Jorge Feitosa faz sua primeira exposição em Paris

Por MIGUEL ARCANJO PRADO
@miguel.arcanjo
O artista rondoniense Jorge Feitosa faz sua primeira exposição individual em Paris, na França. A mostra inédita Viagem: Matéria, Rito e Memória Ancestral leva ao público europeu reflexões sobre identidade amazônica, ética global e sustentabilidade entre 23 e 28 de outubro, no espaço pop-up da Bianca Boeckel Galeria instalado, pelo segundo ano consecutivo, no 38 Rue des Gravilliers, no Marais, o bairro artístico da capital francesa. São apresentados 22 trabalhos produzidos entre 2012 e 2025, incluindo uma série inédita de pinturas, fotoperformances, esculturas e um objeto, além de projeções de performances registradas em vídeo por Feitosa entre 2012 e 2013.

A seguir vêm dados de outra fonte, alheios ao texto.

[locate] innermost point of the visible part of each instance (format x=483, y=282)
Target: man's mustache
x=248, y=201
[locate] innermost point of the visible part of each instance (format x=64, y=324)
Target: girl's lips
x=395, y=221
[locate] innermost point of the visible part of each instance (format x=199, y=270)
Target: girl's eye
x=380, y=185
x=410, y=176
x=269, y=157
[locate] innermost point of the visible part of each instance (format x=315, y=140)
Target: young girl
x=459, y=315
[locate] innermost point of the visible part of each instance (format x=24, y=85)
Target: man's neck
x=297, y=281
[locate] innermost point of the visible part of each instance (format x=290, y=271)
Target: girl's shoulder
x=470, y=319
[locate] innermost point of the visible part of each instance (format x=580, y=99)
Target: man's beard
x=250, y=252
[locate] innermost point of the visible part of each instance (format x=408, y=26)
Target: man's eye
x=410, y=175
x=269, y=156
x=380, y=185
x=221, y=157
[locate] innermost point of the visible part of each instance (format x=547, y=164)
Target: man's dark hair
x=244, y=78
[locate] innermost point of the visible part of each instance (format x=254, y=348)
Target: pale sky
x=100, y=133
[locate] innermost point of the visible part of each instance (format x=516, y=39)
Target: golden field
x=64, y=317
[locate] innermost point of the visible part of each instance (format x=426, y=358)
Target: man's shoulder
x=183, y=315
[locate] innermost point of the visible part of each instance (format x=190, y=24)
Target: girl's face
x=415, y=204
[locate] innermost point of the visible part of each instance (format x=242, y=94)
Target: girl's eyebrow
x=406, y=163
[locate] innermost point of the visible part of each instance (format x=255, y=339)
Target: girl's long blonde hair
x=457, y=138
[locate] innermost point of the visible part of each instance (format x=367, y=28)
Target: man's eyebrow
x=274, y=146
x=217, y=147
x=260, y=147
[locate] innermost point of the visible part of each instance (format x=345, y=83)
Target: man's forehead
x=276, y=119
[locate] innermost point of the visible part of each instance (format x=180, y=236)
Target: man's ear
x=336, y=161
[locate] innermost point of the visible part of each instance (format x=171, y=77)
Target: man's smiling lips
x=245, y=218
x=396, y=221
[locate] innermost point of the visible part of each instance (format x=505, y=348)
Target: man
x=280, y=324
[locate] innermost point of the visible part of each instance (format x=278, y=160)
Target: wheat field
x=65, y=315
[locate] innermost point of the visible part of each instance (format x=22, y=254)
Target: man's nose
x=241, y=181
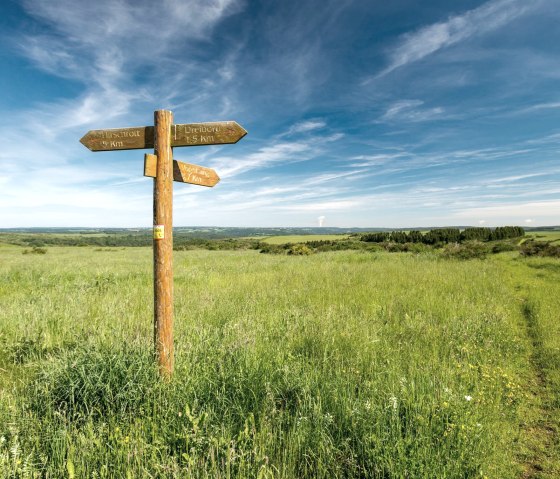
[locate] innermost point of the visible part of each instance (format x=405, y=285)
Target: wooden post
x=163, y=242
x=162, y=167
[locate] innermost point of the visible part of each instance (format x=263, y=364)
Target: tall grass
x=335, y=365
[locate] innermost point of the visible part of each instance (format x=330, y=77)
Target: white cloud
x=428, y=40
x=306, y=126
x=409, y=110
x=520, y=211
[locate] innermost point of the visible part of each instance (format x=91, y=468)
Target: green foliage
x=468, y=250
x=442, y=236
x=503, y=246
x=35, y=250
x=343, y=364
x=299, y=250
x=540, y=248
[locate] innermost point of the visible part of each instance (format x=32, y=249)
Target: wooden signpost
x=163, y=136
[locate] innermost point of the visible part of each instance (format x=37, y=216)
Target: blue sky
x=359, y=113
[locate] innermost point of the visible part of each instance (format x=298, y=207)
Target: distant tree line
x=445, y=235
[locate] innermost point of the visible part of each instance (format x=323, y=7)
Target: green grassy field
x=544, y=235
x=335, y=365
x=302, y=238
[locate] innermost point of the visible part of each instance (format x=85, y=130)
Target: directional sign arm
x=119, y=139
x=183, y=172
x=188, y=134
x=213, y=133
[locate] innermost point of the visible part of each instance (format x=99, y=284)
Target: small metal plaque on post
x=162, y=137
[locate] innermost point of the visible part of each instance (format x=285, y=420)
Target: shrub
x=539, y=248
x=35, y=250
x=503, y=246
x=468, y=250
x=300, y=250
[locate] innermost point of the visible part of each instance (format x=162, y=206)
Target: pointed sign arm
x=187, y=134
x=183, y=172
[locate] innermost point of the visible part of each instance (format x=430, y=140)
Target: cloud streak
x=488, y=17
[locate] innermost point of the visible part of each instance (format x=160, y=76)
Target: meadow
x=351, y=364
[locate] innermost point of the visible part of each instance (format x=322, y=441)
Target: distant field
x=544, y=235
x=302, y=238
x=344, y=364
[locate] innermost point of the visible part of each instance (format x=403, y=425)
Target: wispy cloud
x=411, y=110
x=419, y=44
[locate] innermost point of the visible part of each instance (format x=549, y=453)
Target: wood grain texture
x=183, y=172
x=163, y=248
x=187, y=134
x=119, y=138
x=212, y=133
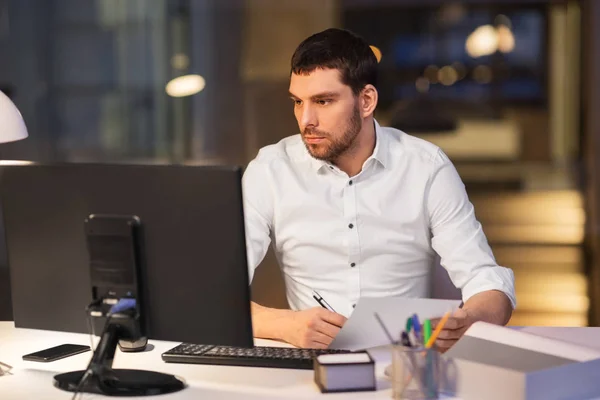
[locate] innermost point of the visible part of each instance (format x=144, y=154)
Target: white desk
x=33, y=380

A exposição Viagem: Matéria, Rito e Memória Ancestral, , propõe um gesto de inversão histórica: se no século 19 artistas e naturalistas europeus cruzavam o Atlântico em busca da imagem exótica de um “Novo Mundo”, o artista Jorge Feitosa faz o caminho oposto e apresenta ao público francês reflexões sobre identidade amazônica, memória ancestral e sustentabilidade.

Amazônia presente na obra
Feitosa substitui em suas pinturas a tinta industrial por substratos de argila retirados do Rio Madeira, em Porto Velho (RO), sua terra natal. Escolha que, para além do propósito formal e pictórico, envolve decisões políticas, espirituais e afetivas.
“A cor terrosa que domina a maior parte de minhas obras carrega o peso literal e simbólico da terra. Um gesto de pertencimento e denúncia que reafirma a inseparabilidade entre corpo, território e memória”, explica Feitosa.

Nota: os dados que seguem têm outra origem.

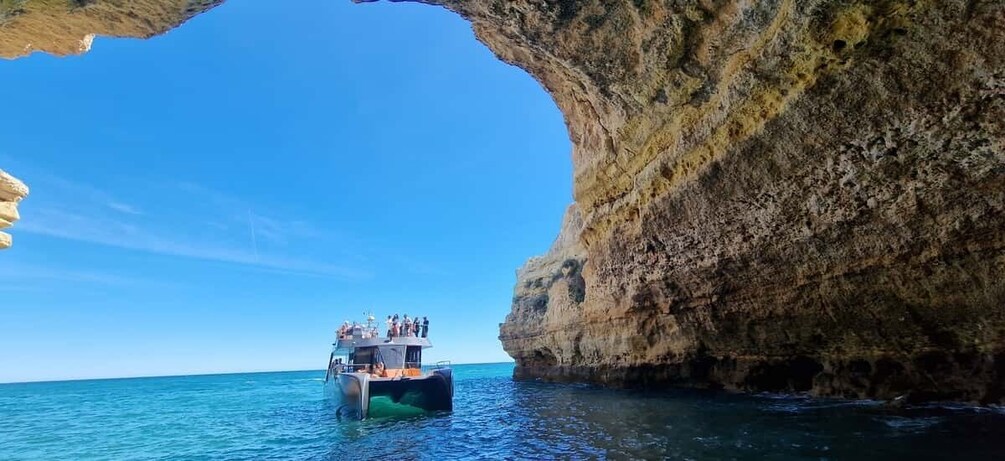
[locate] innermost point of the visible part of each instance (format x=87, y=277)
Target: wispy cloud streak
x=83, y=213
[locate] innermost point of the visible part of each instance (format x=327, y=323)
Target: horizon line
x=212, y=374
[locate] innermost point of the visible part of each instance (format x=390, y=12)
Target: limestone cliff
x=63, y=27
x=12, y=191
x=774, y=195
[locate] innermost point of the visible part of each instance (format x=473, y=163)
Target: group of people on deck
x=396, y=326
x=407, y=326
x=356, y=329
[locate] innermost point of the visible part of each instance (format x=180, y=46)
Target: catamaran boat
x=364, y=366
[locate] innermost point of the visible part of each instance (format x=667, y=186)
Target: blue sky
x=220, y=198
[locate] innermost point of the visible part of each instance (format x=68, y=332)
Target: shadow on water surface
x=284, y=416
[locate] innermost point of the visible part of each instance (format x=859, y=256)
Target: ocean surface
x=267, y=416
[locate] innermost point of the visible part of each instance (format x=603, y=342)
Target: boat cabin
x=379, y=357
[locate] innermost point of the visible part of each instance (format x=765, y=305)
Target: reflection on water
x=283, y=416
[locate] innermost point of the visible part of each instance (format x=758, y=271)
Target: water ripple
x=282, y=416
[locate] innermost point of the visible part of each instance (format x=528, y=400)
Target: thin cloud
x=109, y=232
x=27, y=272
x=124, y=208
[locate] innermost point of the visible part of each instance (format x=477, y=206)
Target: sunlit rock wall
x=64, y=27
x=773, y=195
x=11, y=192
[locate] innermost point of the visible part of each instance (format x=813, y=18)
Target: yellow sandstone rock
x=11, y=192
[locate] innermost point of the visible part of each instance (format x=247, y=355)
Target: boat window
x=413, y=357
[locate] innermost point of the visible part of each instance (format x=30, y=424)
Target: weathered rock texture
x=774, y=195
x=64, y=27
x=11, y=192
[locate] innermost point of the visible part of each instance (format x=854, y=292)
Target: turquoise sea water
x=284, y=416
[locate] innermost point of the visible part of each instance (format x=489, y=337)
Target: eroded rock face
x=775, y=196
x=770, y=196
x=64, y=27
x=12, y=191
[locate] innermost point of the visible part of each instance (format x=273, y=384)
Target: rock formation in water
x=11, y=192
x=770, y=196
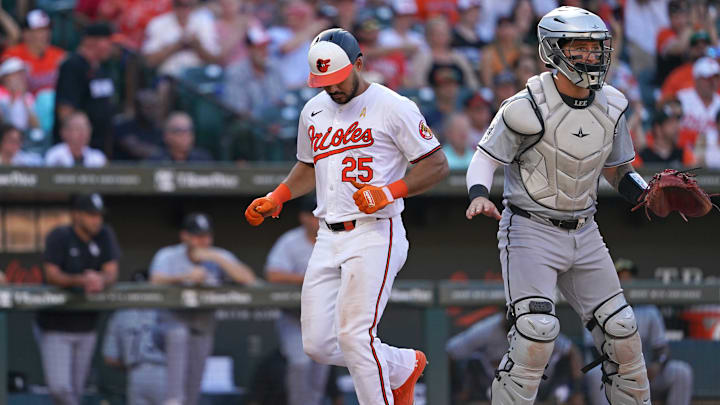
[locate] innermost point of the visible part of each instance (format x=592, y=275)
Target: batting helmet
x=331, y=57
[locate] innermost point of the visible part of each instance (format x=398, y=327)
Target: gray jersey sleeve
x=500, y=142
x=623, y=150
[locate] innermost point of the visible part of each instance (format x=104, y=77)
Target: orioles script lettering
x=340, y=141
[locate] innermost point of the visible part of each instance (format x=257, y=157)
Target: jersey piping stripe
x=435, y=149
x=377, y=305
x=507, y=260
x=336, y=151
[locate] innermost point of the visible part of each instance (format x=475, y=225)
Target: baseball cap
x=197, y=223
x=256, y=35
x=331, y=57
x=12, y=65
x=36, y=19
x=98, y=30
x=698, y=36
x=468, y=4
x=622, y=264
x=92, y=203
x=705, y=67
x=404, y=7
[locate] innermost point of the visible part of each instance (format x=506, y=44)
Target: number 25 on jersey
x=364, y=172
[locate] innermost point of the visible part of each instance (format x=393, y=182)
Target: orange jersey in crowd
x=43, y=70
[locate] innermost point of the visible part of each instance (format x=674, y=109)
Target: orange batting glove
x=270, y=205
x=370, y=199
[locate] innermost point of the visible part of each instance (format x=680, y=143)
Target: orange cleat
x=405, y=394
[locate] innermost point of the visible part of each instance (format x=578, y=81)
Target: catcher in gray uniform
x=554, y=140
x=131, y=342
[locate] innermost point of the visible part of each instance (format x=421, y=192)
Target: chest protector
x=561, y=170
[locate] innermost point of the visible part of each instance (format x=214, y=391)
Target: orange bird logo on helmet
x=323, y=65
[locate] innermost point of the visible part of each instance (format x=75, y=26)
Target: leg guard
x=614, y=330
x=532, y=338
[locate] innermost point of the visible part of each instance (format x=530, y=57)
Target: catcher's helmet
x=331, y=57
x=568, y=24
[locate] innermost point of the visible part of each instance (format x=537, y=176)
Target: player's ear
x=359, y=63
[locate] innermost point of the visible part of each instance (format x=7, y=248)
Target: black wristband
x=478, y=190
x=631, y=187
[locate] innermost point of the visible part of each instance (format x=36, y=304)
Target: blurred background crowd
x=92, y=82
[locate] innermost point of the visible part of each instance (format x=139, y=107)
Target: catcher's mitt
x=673, y=190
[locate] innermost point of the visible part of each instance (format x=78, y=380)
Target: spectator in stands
x=42, y=59
x=456, y=148
x=255, y=84
x=139, y=137
x=179, y=142
x=707, y=149
x=477, y=108
x=133, y=341
x=290, y=42
x=11, y=153
x=663, y=150
x=701, y=103
x=9, y=31
x=286, y=264
x=232, y=24
x=502, y=54
x=670, y=380
x=643, y=21
x=465, y=38
x=381, y=64
x=673, y=41
x=17, y=104
x=131, y=18
x=182, y=38
x=189, y=334
x=438, y=35
x=445, y=81
x=82, y=257
x=481, y=347
x=401, y=35
x=74, y=149
x=85, y=85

Nas fotoperformances produzidas em 2017 a territorialidade também se manifesta por meio de seu corpo. Coberto de argila e adornado com penas, espinhas e escamas, o artista realiza uma fusão literal entre o humano e o natural. Um gesto performático que adquire a dimensão de rito, instaurando experiências de simbiose e transmutação.
As contradições entre natureza e civilização, riqueza e descarte também estão evidentes em suas esculturas. Em uma das obras em destaque na mostra parisiense que integra a série Kintsugi (2024), fragmentos de ossos de peixes amazônicos são recobertos por folhas de ouro, tensionando o valor simbólico e econômico da matéria a partir da inspiração na técnica japonesa de restauro de cerâmicas quebradas com o uso de metais preciosos, processo que valoriza as cicatrizes como parte das história dos objetos, fazendo com que restos e fragmentos se transformem em permanência e encontrem novas formas e sentidos.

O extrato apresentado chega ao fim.